MolAnchor – Explaining Compound Predictions Based on Substructures

Jürgen Bajorath,Alec Lamens
DOI: https://doi.org/10.26434/chemrxiv-2024-vwvph
2024-08-08
Abstract:In medicinal chemistry, the impact of machine learning remains limited if predictions are not understood, which often precludes experimental follow-up. Therefore, chemically intuitive approaches that aid in model understanding and interpretation at the molecular level of detail are sought after. While feature attribution methods quantifying feature importance for model decisions are widely used in many areas, they must typically be combined with visualization techniques, if possible, to render the results accessible from a chemical viewpoint. On the other hand, there are approaches such as counterfactuals that yield closely related chemical structures with different prediction outcomes, providing direct access to structural features that critically influence model decisions. Herein, we introduce another approach designed to rationalize chemical predictions based on molecular structure. Therefore, we adapt principles underlying the anchor concept from explainable artificial intelligence (XAI) and alter them for molecular machine learning. The resulting method, termed MolAnchor, systematically identifies substructures in test compounds that determine property predictions, thus ensuring chemical interpretability. The MolAnchor methodology is made freely to the medicinal chemistry community available as a part of our study.
Chemistry
What problem does this paper attempt to address?

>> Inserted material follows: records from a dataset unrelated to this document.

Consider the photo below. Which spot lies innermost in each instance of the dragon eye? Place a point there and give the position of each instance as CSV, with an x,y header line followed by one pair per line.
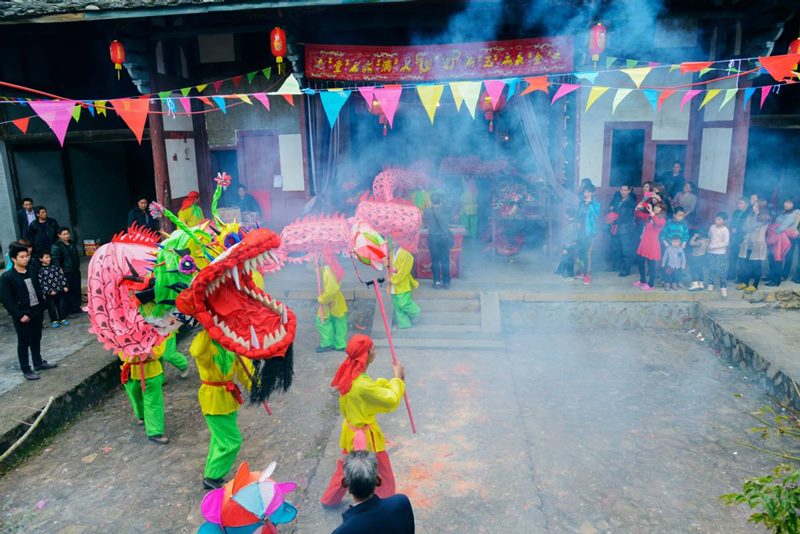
x,y
187,265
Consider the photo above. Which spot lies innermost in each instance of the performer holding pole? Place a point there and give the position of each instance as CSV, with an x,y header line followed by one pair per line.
x,y
360,399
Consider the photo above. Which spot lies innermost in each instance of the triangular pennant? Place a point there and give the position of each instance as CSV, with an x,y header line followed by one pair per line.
x,y
471,91
710,94
638,75
261,97
457,98
687,96
220,101
694,66
729,94
619,97
666,93
748,94
430,95
134,112
537,83
368,93
332,103
588,76
389,98
780,67
764,94
22,124
595,93
494,88
652,96
565,89
56,114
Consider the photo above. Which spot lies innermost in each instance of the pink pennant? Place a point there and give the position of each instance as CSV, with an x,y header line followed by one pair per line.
x,y
368,93
388,98
565,89
262,97
56,114
186,103
495,89
764,94
687,96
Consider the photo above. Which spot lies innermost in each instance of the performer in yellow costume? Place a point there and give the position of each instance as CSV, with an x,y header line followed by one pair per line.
x,y
360,399
402,288
220,399
332,325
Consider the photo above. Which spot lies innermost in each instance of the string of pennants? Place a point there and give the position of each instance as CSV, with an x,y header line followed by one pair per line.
x,y
58,114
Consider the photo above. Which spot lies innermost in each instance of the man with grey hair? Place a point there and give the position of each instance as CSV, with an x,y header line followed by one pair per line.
x,y
369,513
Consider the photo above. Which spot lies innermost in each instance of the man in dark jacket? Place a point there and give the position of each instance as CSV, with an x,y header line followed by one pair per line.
x,y
25,217
65,255
141,216
370,513
22,298
42,231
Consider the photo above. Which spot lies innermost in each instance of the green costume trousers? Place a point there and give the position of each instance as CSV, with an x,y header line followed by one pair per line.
x,y
224,445
405,309
332,332
148,405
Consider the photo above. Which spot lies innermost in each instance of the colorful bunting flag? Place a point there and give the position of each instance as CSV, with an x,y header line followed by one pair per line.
x,y
332,103
388,98
56,114
565,89
430,95
134,112
619,97
595,93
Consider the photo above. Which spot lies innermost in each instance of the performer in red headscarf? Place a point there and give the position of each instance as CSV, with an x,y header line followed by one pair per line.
x,y
360,399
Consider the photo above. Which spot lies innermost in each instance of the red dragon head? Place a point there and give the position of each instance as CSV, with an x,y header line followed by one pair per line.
x,y
237,314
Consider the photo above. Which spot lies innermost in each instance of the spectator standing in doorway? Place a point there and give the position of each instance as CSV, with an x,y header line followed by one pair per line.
x,y
43,232
65,256
22,299
141,216
25,217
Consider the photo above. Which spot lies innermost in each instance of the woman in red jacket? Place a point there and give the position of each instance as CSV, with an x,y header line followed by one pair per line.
x,y
649,250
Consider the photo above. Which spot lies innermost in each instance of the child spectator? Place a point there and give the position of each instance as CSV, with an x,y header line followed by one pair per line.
x,y
54,288
753,250
697,260
673,263
718,241
566,267
588,213
649,250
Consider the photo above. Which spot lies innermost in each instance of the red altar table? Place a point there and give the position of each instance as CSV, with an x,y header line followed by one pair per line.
x,y
422,261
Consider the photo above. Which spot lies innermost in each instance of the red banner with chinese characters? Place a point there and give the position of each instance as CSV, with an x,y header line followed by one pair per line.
x,y
495,59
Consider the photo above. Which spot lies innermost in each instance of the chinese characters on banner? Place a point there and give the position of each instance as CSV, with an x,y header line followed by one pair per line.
x,y
495,59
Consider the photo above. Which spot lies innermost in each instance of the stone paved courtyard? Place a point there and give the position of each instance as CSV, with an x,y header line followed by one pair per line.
x,y
590,431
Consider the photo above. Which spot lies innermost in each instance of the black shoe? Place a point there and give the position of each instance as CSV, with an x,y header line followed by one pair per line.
x,y
213,483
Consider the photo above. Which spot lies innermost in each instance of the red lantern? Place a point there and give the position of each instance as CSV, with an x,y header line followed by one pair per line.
x,y
597,41
117,53
277,42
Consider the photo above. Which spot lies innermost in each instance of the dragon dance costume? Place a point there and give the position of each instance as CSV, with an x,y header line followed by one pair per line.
x,y
360,399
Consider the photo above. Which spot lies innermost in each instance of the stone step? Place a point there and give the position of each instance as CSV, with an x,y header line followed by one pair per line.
x,y
443,344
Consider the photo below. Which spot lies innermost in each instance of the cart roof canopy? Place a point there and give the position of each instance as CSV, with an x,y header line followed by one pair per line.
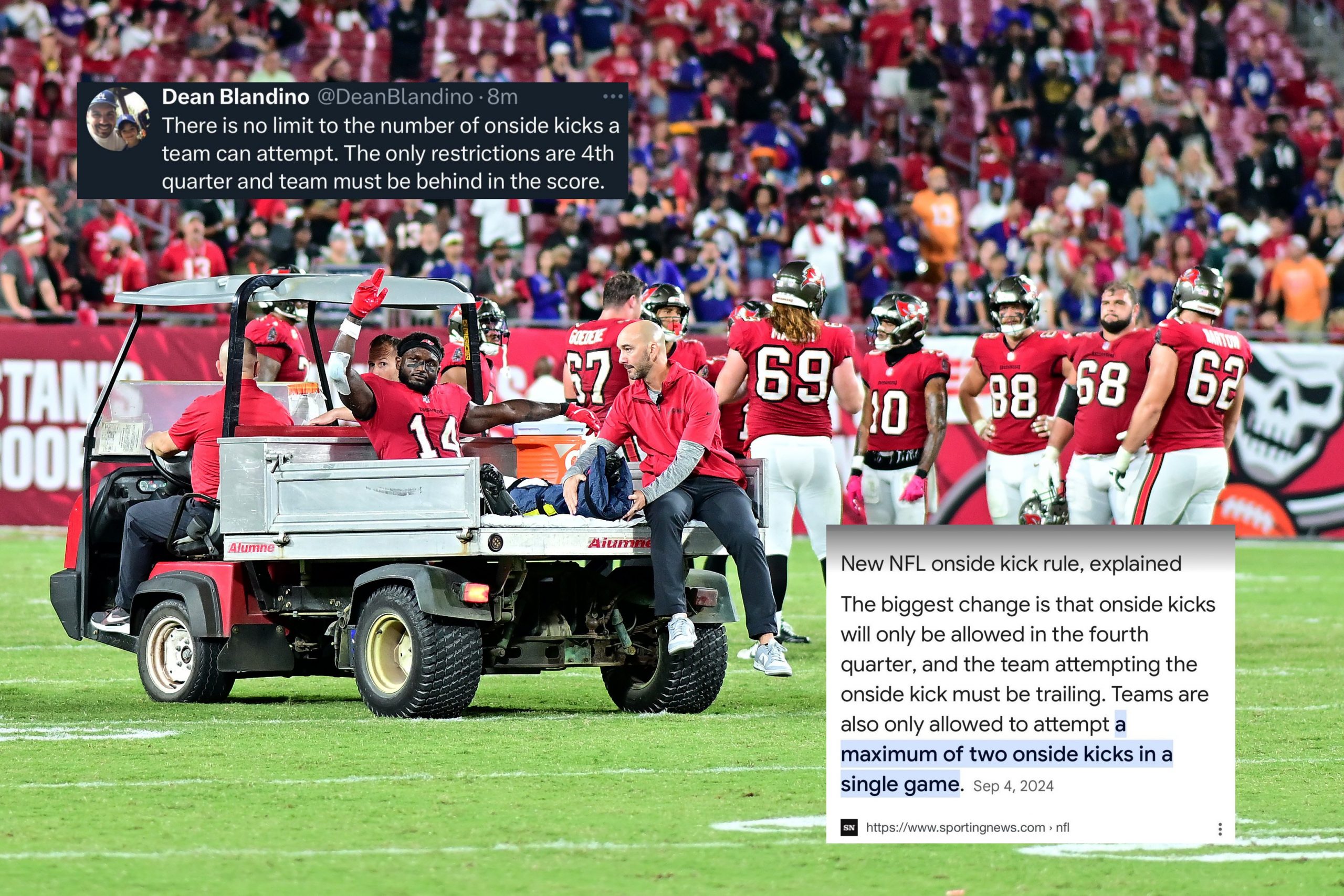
x,y
332,289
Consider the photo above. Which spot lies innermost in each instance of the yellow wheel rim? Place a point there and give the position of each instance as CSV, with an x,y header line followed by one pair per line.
x,y
389,653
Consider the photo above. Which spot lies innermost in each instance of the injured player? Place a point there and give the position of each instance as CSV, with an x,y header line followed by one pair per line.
x,y
416,417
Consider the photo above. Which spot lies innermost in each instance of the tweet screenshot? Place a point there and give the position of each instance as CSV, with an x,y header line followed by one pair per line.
x,y
1030,692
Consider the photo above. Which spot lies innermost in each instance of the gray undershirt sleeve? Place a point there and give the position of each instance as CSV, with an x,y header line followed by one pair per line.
x,y
585,458
683,465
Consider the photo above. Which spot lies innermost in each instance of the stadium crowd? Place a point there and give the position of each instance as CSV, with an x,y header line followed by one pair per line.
x,y
893,145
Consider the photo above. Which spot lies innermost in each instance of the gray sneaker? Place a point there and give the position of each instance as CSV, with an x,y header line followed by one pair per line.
x,y
116,621
680,635
771,660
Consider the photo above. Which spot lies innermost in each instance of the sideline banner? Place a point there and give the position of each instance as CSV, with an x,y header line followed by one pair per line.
x,y
1288,457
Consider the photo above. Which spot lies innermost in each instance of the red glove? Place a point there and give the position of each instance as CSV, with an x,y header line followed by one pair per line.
x,y
915,489
854,493
369,294
584,416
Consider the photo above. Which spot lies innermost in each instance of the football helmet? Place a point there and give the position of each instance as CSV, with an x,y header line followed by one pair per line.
x,y
1043,507
1015,291
492,321
753,309
800,285
288,308
659,297
1199,289
909,313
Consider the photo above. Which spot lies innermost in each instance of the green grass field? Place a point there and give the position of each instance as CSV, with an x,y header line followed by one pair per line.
x,y
545,787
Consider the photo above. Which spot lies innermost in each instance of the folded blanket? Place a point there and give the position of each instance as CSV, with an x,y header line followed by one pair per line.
x,y
603,496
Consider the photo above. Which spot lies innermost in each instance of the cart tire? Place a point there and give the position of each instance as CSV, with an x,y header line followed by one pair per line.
x,y
176,667
686,683
413,666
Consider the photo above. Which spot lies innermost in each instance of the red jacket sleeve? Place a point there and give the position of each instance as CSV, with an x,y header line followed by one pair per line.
x,y
191,424
616,428
702,412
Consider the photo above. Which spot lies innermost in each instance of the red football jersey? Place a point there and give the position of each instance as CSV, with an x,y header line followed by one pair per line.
x,y
691,355
1112,374
407,425
733,417
279,340
593,363
1025,382
788,385
898,399
186,262
121,275
1210,364
457,358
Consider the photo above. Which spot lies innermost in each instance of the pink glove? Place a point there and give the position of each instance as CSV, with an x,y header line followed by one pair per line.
x,y
369,294
582,416
854,493
915,489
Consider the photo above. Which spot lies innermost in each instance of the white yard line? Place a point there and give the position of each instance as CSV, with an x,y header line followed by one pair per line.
x,y
363,779
483,719
558,846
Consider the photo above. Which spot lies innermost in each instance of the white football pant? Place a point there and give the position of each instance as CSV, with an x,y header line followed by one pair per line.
x,y
1010,480
800,471
882,501
1093,496
1178,487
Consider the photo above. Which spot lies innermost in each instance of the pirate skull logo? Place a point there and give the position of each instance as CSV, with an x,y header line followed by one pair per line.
x,y
1295,399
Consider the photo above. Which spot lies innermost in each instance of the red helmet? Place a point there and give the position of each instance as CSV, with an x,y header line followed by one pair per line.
x,y
753,309
909,313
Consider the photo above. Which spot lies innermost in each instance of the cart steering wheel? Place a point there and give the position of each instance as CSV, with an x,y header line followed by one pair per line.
x,y
176,468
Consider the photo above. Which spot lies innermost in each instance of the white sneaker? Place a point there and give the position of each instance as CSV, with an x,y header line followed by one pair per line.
x,y
771,660
680,635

The main objective of this paper is to propose a new method to explain compound prediction results based on molecular structure, called MolAnchor. Specifically, the researchers aim to address the following issues: 1. **Enhancing the interpretability of machine learning predictions**: In the field of medicinal chemistry, although the application of machine learning is increasingly widespread, understanding and interpreting the prediction results of these models remains a challenge. This limits the trust and adoption of these predictions by experimental scientists. 2. **Developing methods suitable for chemists**: Existing explanation techniques (such as feature attribution methods) can quantify the importance of features but usually require additional visualization tools to understand the results from a chemical perspective. Additionally, counterfactual methods can generate compounds that are similar to the original compound structure but have different prediction results, thereby directly revealing the key structural features that influence model decisions. 3. **Introducing the MolAnchor method**: Inspired by the concept of "anchors" in the field of explainable artificial intelligence (XAI), the researchers developed a new method—MolAnchor, to explain compound activity predictions by identifying substructures within test compounds. This method ensures chemical interpretability by decomposing compounds into substructures and systematically identifying the substructures that determine the prediction results. In summary, the main aim of this study is to enhance the interpretability and practicality of machine learning applications in the field of medicinal chemistry through the new MolAnchor method, thereby better guiding experimental design and decision-making processes.